Killer Odd Couple Elevates Routine Revenge Fantasy in 'The Mechanic'

Killer Odd Couple Elevates Routine Revenge Fantasy in 'The Mechanic'


Those who remember the 1972 thriller The Mechanic, starring Charles Bronson as an impenetrably stoic hit man who takes a murdered friend’s son as his apprentice, will recognize the key players in Simon West’s louder, more aggressive remake.

Jason Statham is Arthur Bishop, younger but no less disillusioned than Bronson’s solitary killer; Ben Foster is Steve, his depraved understudy; Donald Sutherland is Harry, Bishop’s friend and Steve’s estranged father, whose association with the murder-for-hire crowd ends as violently as one might expect.
Where West’s update diverges from Michael Winner’s more cynical original is not just in its reliance on flashier, better-choreographed set pieces and funked-up New Orleans blues, but also in its pacing.

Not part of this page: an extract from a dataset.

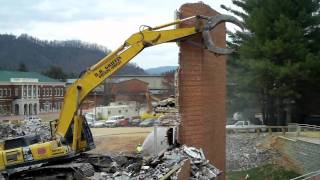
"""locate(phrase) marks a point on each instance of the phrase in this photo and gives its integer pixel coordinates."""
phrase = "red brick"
(202, 90)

If Bronson moved to the cadence of a death march, a drawn-out requiem for an executioner losing his taste for the work, Statham’s hurtles toward a climax that’s less diabolical but more satisfying.
Rather than echoing the original’s grim meditation on the soullessness required of men who kill for pay, the new Mechanic gives Bishop a conscience. Ordered to snuff out Harry, his mentor, for reasons that seem to make sense at the time, Statham’s assassin hesitates long enough to betray his misgivings. There’s a heart beneath his icy exterior, a sentimentality missing in Bronson’s machine-like predecessor.

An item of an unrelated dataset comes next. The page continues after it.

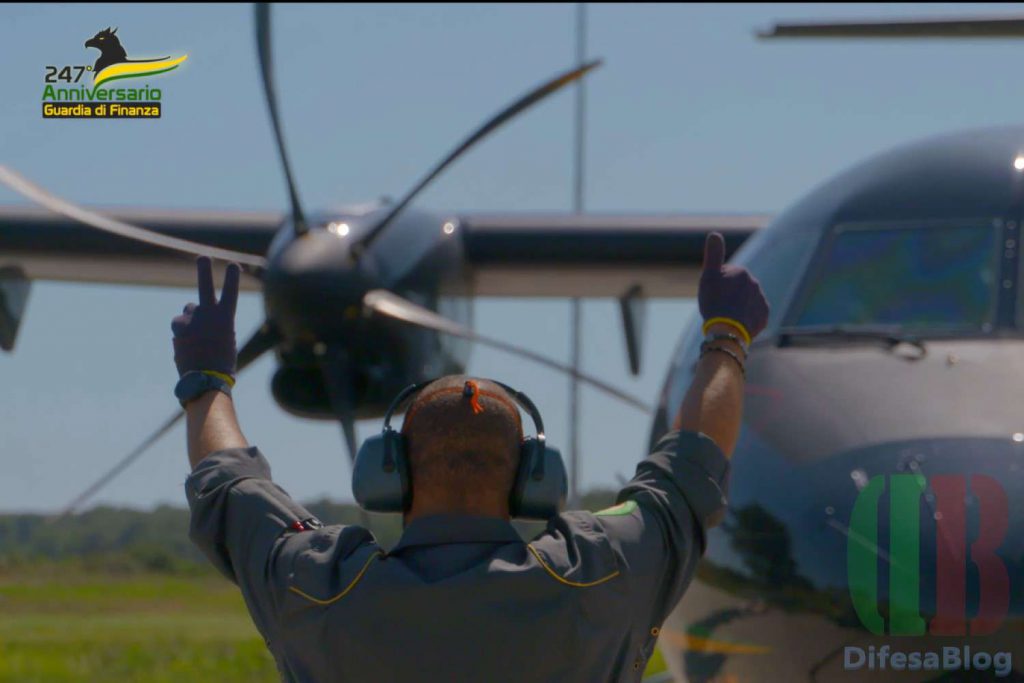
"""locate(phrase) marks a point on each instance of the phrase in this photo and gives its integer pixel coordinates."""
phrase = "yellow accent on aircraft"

As if to pay the debt he owes his murdered friend, Bishop adopts Steve, his loose-cannon son, as a protégé, and it’s easy to see why. Steve is a natural killer, even more so than Bishop – restless, directionless and eager to channel his rage into the savage beatings he savors. Bishop’s touch is almost imperceptible. Steve prefers to get his hands dirty.
Strange bedfellows they make, but Bishop, whose paternal instincts override his common sense, welcomes the company. Isolated as his profession demands, his only intimacies fly-by-night visits with a prostitute, Bishop is an outcast by choice, and not a happy one. Steve brings something fresh to his grim routine, and Foster’s kinetic energy plays nicely against Statham’s calculated reserve.
Credit West and screenwriter Richard Wenk (16 Blocks) with toning down the existential angst of Lewis John Carlino’s original story and emphasizing its strengths – the escalating tension that threatens the killers’ tenuous friendship, and the bruising mayhem their partnership yields.
The new Mechanic is a more conventional exercise than the clumsily ambitious tale that inspired it, but it’s constructed sturdily enough to pass the time, with a sure-handed cast punching up what would otherwise be a routine revenge fantasy.